The Blue Jacket restaurant held their first annual Taste of the Third Coast event on Sunday from 12:00 pm to 4 pm, benefiting the Alliance for the Great Lakes, which works to protect and restore the Great Lakes. The event featured ten local restaurants offering samples of their food under large tents along with a pig roast, silent auction, and local environmental groups speaking at booths. There were also beer and spirit samples from the Great Lakes Distillery and Central Waters Brewing.
“Part of our mission is to celebrate the Great Lakes region and that’s why our food and spirits are sourced in Wisconsin and near the Great Lakes,” said Laura van Heijiningen.
Said Kerley: “These restaurants share our ideologies about using locally sourced food. I knew most of the people at the restaurants prior to asking them to attend.”
Most attendees were regular customers at Blue Jacket, which had heavily promoted the event. Others were regular customers at the participating restaurants. Jake and Marjorie Schwie learned about the event through their son who frequently patronizes Blue Jacket.
“Not only does it go towards a good cause, but there are so many high end restaurants that take you from pork crepes to cannibal sandwiches,” laughed Marjorie.
The cannibal sandwiches came from Bavette La Boucherie in the Third Ward: this appetizer version was made of circular bread bites topped with raw beef, capers, cornichon, mustard, herbs, tarragon basil and chives.
“Many people would eat these back in the 1950’s during Christmas time. Even though the name’s not too appealing, these sandwiches represent Wisconsin,” laughed Bavette owner Karen Bell.
Right next to the Bavette table booth was Amilinda, a pop-up restaurant which serves every Saturday at the National Café. Amilinda offered samples of braised rabbit with tomato sauce, onions, and peppers topped over wild rice. The restaurant owner said wild rice and rabbit was the food of Native Americans in this region, and seemed appropriate for this event. He also said that Amilinda sources food from local farmers, and their rabbit dish usually has a Spanish- or Portuguese-based sauce.

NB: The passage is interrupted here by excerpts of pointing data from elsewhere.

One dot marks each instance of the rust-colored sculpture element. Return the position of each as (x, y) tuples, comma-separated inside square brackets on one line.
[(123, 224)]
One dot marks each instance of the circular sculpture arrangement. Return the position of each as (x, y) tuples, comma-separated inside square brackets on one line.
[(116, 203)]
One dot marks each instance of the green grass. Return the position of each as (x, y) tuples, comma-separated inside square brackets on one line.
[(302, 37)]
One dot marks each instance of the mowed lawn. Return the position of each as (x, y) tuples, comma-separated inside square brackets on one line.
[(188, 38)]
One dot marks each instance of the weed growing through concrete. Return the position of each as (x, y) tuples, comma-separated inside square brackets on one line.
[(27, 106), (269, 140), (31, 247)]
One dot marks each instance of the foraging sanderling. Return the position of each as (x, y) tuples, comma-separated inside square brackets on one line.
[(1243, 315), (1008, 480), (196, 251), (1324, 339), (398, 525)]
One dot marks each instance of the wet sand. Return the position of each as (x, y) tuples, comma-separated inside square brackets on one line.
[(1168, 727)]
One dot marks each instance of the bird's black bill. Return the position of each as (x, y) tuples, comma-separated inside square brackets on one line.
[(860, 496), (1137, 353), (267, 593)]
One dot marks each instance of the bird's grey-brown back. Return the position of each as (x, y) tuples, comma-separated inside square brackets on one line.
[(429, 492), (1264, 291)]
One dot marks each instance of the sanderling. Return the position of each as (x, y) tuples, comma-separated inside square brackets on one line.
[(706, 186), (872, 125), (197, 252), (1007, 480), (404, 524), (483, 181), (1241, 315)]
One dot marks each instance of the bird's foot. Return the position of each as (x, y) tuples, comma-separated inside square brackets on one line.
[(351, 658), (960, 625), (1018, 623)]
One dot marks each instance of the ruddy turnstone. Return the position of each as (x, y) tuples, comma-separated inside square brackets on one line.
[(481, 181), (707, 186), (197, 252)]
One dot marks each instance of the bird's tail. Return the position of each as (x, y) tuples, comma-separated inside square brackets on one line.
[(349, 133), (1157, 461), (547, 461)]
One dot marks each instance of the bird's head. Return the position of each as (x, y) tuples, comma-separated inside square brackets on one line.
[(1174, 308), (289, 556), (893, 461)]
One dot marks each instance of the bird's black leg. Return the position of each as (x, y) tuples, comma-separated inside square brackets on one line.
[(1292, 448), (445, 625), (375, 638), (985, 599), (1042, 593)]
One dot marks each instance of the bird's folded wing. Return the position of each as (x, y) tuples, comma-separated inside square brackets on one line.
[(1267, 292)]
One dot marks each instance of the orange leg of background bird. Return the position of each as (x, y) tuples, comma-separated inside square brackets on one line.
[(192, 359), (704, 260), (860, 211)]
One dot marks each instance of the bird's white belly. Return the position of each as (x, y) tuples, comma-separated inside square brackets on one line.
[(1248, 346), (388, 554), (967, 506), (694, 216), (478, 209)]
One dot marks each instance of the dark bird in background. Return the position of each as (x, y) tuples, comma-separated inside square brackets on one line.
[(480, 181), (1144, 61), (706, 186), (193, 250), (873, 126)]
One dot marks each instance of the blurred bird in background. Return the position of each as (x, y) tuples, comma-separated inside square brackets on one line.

Just outside of the tents, different non-profit organizations and environmental groups held tables with information about their mission. Todd Brennan, watershed project manager at Alliance for the Great Lakes, manned a table with education manager, Katie Larson and two volunteers. They informed people about their “beach ambassador initiative,” which gathers pledges from people to stop littering on beaches and recruits volunteers for advocacy.
“We want people to see they can improve the beach water in Milwaukee by not littering,” said Brennan. “Right now, Milwaukee Metropolitan Sewerage District is the most progressive plant in the country which works to reduce pollutants through green infrastructure.”
Some of the other organizations represented included Zipcar, Victory Garden Initiative, Milwaukee Metropolitan Sewerage District, Milwaukee Downtown, and Slow Food.
“I don’t think that Milwaukee would be the city it is today if it wasn’t for Lake Michigan. We wouldn’t have the jobs, tourism and the amazing sustainable food resources,” said van Heijiningen. “My husband and I think it’s important to gather these other restaurants which support the Alliance and hold this event every year.” So look for the second annual festival in June 2015.